Ronald Lavon Jones, a federal prisoner, appeals the sentence imposed by the district court following his conviction for drug and firearms offenses. This case has been referred to a panel of the court pursuant to Rule 9(a), Rules of the Sixth Circuit. Upon examination, this panel unanimously agrees that oral argument is not needed. Fed. R. App. P. 34(a). In addition, both parties have executed a written stipulation waiving oral argument.

Jones was indicted in February 1991 in a nine-count superseding indictment. Upon his plea of guilty, Jones was convicted on June 24, 1991, of distributing cocaine base within 1000 feet of a school (count 1), using and carrying a firearm in relation to a drug trafficking crime (count 5), and being a felon in possession of a firearm (count 8). The remaining counts were dismissed. The district court sentenced Jones to 210 months imprisonment on count 1, 60 months (consecutive) on count 5, and 180 months (concurrent) on count 8, for a total of 270 months. In addition, Jones was sentenced to 8 years supervised release and assessed $150. Jones's total offense level of 32 included an armed career criminal enhancement and a 2-level decrease for acceptance of responsibility.

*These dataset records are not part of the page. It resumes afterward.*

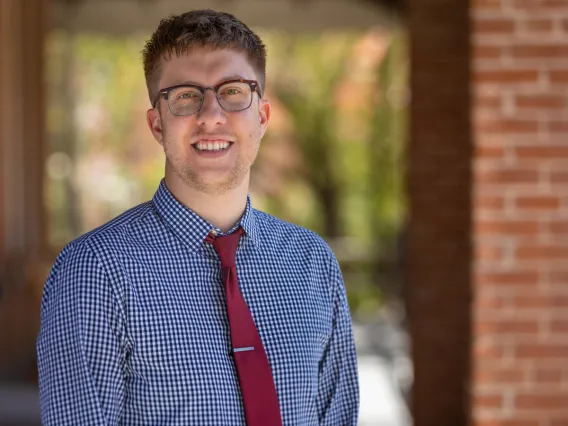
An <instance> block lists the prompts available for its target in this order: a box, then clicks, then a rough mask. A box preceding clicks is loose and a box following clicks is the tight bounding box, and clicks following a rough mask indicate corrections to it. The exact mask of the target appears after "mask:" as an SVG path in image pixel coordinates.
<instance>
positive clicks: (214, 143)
mask: <svg viewBox="0 0 568 426" xmlns="http://www.w3.org/2000/svg"><path fill="white" fill-rule="evenodd" d="M195 145H196V146H197V149H198V150H200V151H221V150H223V149H226V148H227V147H228V146H229V145H230V143H229V142H221V143H219V142H214V143H206V142H197V143H196V144H195Z"/></svg>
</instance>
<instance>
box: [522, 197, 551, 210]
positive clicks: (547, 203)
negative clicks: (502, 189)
mask: <svg viewBox="0 0 568 426" xmlns="http://www.w3.org/2000/svg"><path fill="white" fill-rule="evenodd" d="M515 206H516V207H517V208H519V209H522V210H539V211H543V210H557V209H558V208H560V199H559V197H557V196H545V195H542V196H533V197H529V196H526V197H518V198H516V199H515Z"/></svg>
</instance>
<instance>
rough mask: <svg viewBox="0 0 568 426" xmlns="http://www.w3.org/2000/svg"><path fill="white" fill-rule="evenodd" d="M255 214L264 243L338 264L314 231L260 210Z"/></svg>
mask: <svg viewBox="0 0 568 426" xmlns="http://www.w3.org/2000/svg"><path fill="white" fill-rule="evenodd" d="M254 213H255V218H256V220H257V221H258V224H259V228H260V230H261V231H260V234H261V239H262V240H263V243H264V242H267V243H268V244H269V245H274V246H278V247H288V248H290V249H293V250H294V251H295V252H300V253H301V254H303V255H307V256H310V257H312V256H314V255H315V256H318V257H321V258H322V260H325V261H326V262H331V263H336V262H337V260H336V258H335V255H334V254H333V251H332V249H331V247H330V245H329V244H328V243H327V241H325V240H324V239H323V238H322V237H321V236H320V235H318V234H317V233H315V232H314V231H311V230H309V229H307V228H304V227H302V226H299V225H296V224H294V223H290V222H286V221H285V220H282V219H280V218H277V217H275V216H272V215H270V214H268V213H265V212H263V211H260V210H254Z"/></svg>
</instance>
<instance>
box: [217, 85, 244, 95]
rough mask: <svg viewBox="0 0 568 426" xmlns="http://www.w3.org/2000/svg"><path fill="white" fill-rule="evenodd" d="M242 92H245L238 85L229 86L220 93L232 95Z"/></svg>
mask: <svg viewBox="0 0 568 426" xmlns="http://www.w3.org/2000/svg"><path fill="white" fill-rule="evenodd" d="M241 93H243V91H242V90H241V89H240V88H238V87H227V88H225V89H223V91H222V92H221V93H220V95H222V96H231V95H239V94H241Z"/></svg>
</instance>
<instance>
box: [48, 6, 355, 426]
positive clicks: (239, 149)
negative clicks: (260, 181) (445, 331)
mask: <svg viewBox="0 0 568 426" xmlns="http://www.w3.org/2000/svg"><path fill="white" fill-rule="evenodd" d="M265 58H266V52H265V47H264V45H263V43H262V41H261V40H260V39H259V37H258V36H257V35H255V34H254V33H253V32H252V31H251V30H250V29H249V28H248V27H246V26H245V25H244V24H243V23H242V22H240V21H238V20H237V19H236V18H235V17H233V16H232V15H229V14H226V13H218V12H214V11H211V10H202V11H193V12H189V13H186V14H184V15H181V16H174V17H171V18H169V19H166V20H163V21H162V22H161V23H160V25H159V27H158V29H157V30H156V32H155V33H154V34H153V35H152V38H151V39H150V40H149V41H148V43H147V44H146V47H145V49H144V70H145V74H146V81H147V86H148V91H149V95H150V100H151V103H152V109H150V110H149V111H148V113H147V122H148V126H149V128H150V130H151V131H152V134H153V135H154V137H155V139H156V140H157V141H158V143H159V144H160V145H162V147H163V148H164V152H165V156H166V171H165V179H164V180H163V181H162V182H161V184H160V186H159V188H158V190H157V192H156V194H155V196H154V198H153V199H152V201H149V202H147V203H144V204H142V205H140V206H137V207H135V208H133V209H131V210H129V211H128V212H126V213H124V214H122V215H121V216H119V217H117V218H116V219H114V220H112V221H111V222H109V223H108V224H106V225H104V226H102V227H100V228H98V229H96V230H94V231H92V232H90V233H88V234H86V235H84V236H82V237H80V238H79V239H77V240H75V241H73V242H71V243H70V244H69V245H68V246H67V247H65V249H64V250H63V251H62V252H61V253H60V254H59V256H58V258H57V260H56V261H55V264H54V266H53V269H52V271H51V273H50V275H49V277H48V280H47V282H46V284H45V288H44V294H43V300H42V306H41V329H40V333H39V336H38V343H37V349H38V368H39V386H40V401H41V413H42V420H43V424H45V425H118V424H124V425H223V426H232V425H245V424H246V425H248V426H278V425H290V426H292V425H293V426H298V425H334V426H346V425H356V424H357V412H358V404H359V393H358V380H357V364H356V356H355V347H354V343H353V334H352V328H351V319H350V314H349V308H348V305H347V300H346V294H345V288H344V285H343V281H342V277H341V272H340V270H339V266H338V263H337V261H336V259H335V257H334V255H333V253H332V252H331V250H330V248H329V247H328V246H327V245H326V243H325V242H324V241H323V240H322V239H321V238H320V237H318V236H317V235H315V234H314V233H312V232H310V231H308V230H306V229H303V228H300V227H298V226H295V225H291V224H289V223H286V222H283V221H281V220H279V219H276V218H275V217H272V216H269V215H268V214H266V213H262V212H260V211H258V210H255V209H253V207H252V206H251V200H250V198H249V197H248V187H249V176H250V168H251V166H252V164H253V162H254V160H255V158H256V155H257V152H258V149H259V146H260V140H261V139H262V136H263V135H264V133H265V131H266V128H267V125H268V122H269V120H270V104H269V103H268V101H267V100H266V99H265V98H264V97H263V92H264V86H265V61H266V59H265Z"/></svg>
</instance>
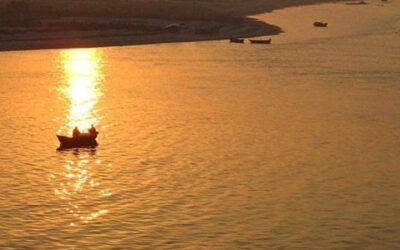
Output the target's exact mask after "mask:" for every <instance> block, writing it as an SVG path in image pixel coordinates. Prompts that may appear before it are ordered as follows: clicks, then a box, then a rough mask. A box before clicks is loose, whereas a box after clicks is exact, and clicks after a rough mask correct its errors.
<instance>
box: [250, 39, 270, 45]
mask: <svg viewBox="0 0 400 250" xmlns="http://www.w3.org/2000/svg"><path fill="white" fill-rule="evenodd" d="M249 40H250V43H253V44H271V39H268V40H253V39H249Z"/></svg>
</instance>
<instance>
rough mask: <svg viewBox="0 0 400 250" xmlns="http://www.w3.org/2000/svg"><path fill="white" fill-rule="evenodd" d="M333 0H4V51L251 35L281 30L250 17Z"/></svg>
mask: <svg viewBox="0 0 400 250" xmlns="http://www.w3.org/2000/svg"><path fill="white" fill-rule="evenodd" d="M327 1H329V0H113V1H108V0H0V50H20V49H41V48H68V47H92V46H110V45H130V44H147V43H159V42H178V41H197V40H212V39H226V38H230V37H253V36H261V35H273V34H278V33H280V32H281V29H280V28H279V27H277V26H274V25H270V24H266V23H263V22H261V21H258V20H255V19H251V18H248V17H247V16H249V15H253V14H258V13H263V12H267V11H272V10H273V9H277V8H283V7H287V6H292V5H301V4H311V3H316V2H327Z"/></svg>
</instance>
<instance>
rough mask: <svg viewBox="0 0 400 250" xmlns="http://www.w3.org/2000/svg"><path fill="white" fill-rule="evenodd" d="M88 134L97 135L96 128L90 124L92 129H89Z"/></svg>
mask: <svg viewBox="0 0 400 250" xmlns="http://www.w3.org/2000/svg"><path fill="white" fill-rule="evenodd" d="M89 133H90V134H91V135H96V134H97V130H96V128H95V127H94V126H93V124H92V127H91V128H90V129H89Z"/></svg>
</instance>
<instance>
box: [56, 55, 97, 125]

On appeal, Jones argues that his sentence was imposed in violation of law because it included irrelevant conduct and placed him in the career criminal category in violation of the prohibition against ex post facto laws and the Eighth Amendment.

Jones's offense level was based upon the armed career criminal provision of U.S.S.G. § 4B1.4 instead of the drug quantity tables following § 2D1.1. Thus, even if the district court had not included the disputed 8.4 grams of crack in the drug quantity attributed to Jones, there would have been no difference in his sentencing range. The issue is, therefore, moot. Moreover, the district court's finding that Jones's possession of 8.4 grams of crack on June 28, 1990, is relevant conduct under § 1B1.3 is not clearly erroneous. See United States v. Miller, 910 F.2d 1321, 1327 (6th Cir. 1990), cert. denied, 111 S. Ct. 980 (1991).

Jones has waived his arguments relating to the armed career criminal provision of § 4B1.4 because he did not raise them before the district court. See United States v. Nagi, 947 F.2d 211, 213 (6th Cir. 1991), cert. denied, 112 S. Ct. 2309 (1992). In any event, they are meritless.

Accordingly, the district court's judgment, entered June 25, 1991, is affirmed. Rule 9(b) (3), Rules of the Sixth Circuit.